Women with disabilities in the European Union still face double discrimination despite the progress achieved: this was the message heard last week at a conference on "Women with disabilities in the EU: situation and way forward" at the European Economic and Social Committee (EESC).
To fight against that exclusion it is "essential that civil society understand what is at stake," said Christophe Lefèvre, member of the EESC's Permanent Study Group on Disability Rights, which organised the hearing.
Participants in the conference included representatives of various disability organisations, as well as of the European Commission and the European Parliament. They stressed the need to promote legislation at EU level to protect the rights of women with disabilities.
"The European Union should promote specific initiatives to fight discrimination against women and girls with disabilities, in all its forms," said Helga Stevens, member of the European Parliament and co-chair of the Disability Intergroup. She added that women, and especially women with disabilities, were still underrepresented in EU institutions, and that "much work needs to be done" to change this situation.
In this regard, Ana Peláez, from the Spanish Committee of Representatives of People with Disabilities (CERMI), pointed out that "women and girls with disabilities are not specifically addressed by the policies".
"Sometimes, women and girls with disabilities are not perceived as citizens, and this situation must change," said Alba González from CBM. "The system is very sexist, but we (women with disabilities) want to take our own decisions and we need people to understand that," she added.
Women with disabilities are more disadvantaged than men, and more efforts need to be made by the European institutions in order to overcome this gap, most of the speakers agreed.
According to Hana Velecka, policy officer at the Unit for Disability and Inclusion at the European Commission's DG Employment, the Commission's current Disability Strategy was still valid, and a lot had been achieved in recent years.

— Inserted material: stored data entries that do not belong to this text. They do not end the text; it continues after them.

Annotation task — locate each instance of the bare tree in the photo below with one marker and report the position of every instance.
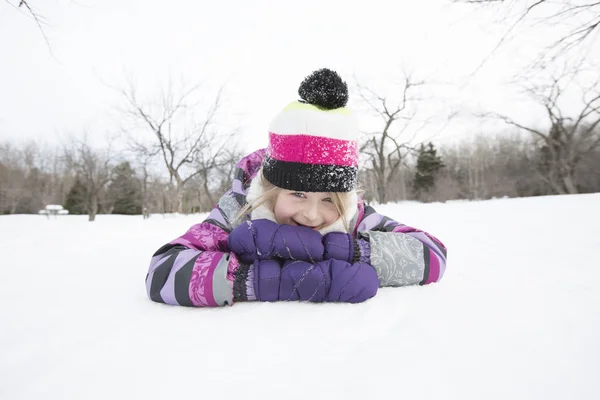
(187, 146)
(568, 138)
(93, 167)
(582, 16)
(387, 148)
(30, 10)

Nonetheless, she explained that "there is no clear agenda in the strategy: it takes a broad perspective and covers problems that are common to both men and women".
Among other initiatives, Ms Velecka highlighted the importance of the European Pillar of Social Rights, which contained four principles which were particularly relevant for women with disabilities: gender equality, equal opportunities, work-life balance and inclusion of persons with disabilities.

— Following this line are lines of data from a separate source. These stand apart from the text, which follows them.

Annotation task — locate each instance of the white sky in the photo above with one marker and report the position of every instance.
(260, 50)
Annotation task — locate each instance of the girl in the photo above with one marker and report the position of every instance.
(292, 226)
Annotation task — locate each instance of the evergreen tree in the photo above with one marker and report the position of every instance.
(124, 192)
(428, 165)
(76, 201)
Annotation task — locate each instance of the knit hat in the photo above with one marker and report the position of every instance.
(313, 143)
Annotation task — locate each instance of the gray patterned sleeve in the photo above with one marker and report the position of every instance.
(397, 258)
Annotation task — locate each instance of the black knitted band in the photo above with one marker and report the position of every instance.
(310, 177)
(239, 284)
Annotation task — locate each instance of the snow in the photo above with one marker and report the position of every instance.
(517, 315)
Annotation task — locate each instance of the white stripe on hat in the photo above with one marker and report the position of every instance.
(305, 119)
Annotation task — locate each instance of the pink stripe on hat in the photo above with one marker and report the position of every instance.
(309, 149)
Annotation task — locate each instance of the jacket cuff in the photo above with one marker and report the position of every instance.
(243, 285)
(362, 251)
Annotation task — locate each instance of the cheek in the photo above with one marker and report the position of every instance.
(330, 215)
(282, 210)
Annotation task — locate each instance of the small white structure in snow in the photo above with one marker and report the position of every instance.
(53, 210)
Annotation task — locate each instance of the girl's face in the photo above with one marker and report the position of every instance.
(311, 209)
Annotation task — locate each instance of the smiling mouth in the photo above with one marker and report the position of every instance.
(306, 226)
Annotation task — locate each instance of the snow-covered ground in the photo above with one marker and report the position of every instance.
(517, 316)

Halliki Voolma, from DG Employment at the European Commission, stressed the importance of paying special attention to violence against women with disabilities, and highlighted that fighting against it was one of the main focuses of the Commission's action in 2017.

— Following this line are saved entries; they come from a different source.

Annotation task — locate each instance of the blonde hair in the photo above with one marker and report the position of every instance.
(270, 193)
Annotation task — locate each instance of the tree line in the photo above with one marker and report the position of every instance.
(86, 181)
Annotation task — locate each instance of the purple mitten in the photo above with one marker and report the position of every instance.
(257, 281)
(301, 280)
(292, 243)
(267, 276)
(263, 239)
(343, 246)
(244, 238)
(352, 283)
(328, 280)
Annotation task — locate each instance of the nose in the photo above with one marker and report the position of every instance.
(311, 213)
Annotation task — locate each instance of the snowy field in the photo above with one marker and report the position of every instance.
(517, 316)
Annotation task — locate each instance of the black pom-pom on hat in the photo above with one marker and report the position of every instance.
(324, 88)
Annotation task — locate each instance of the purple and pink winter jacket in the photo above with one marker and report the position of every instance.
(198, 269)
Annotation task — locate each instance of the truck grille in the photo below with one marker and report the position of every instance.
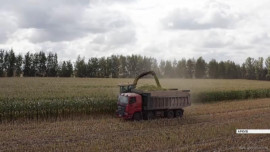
(121, 110)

"Women with disabilities are two to three times more likely to be victims of domestic violence, and we need to pay attention to this aspect," said An-Sofie Leenknecht, from the European Disability Forum. "These women should not be objects of charity; they should be able to participate in society and take their own decisions about their own life," she added.
Madi Sharma, member of the EESC's Permanent Study Group on Disability Rights, emphasised that forced sterilisation and abortion for women with disabilities was a violation of human rights, which were a basic principle of the European Union: "This has to stop," she concluded.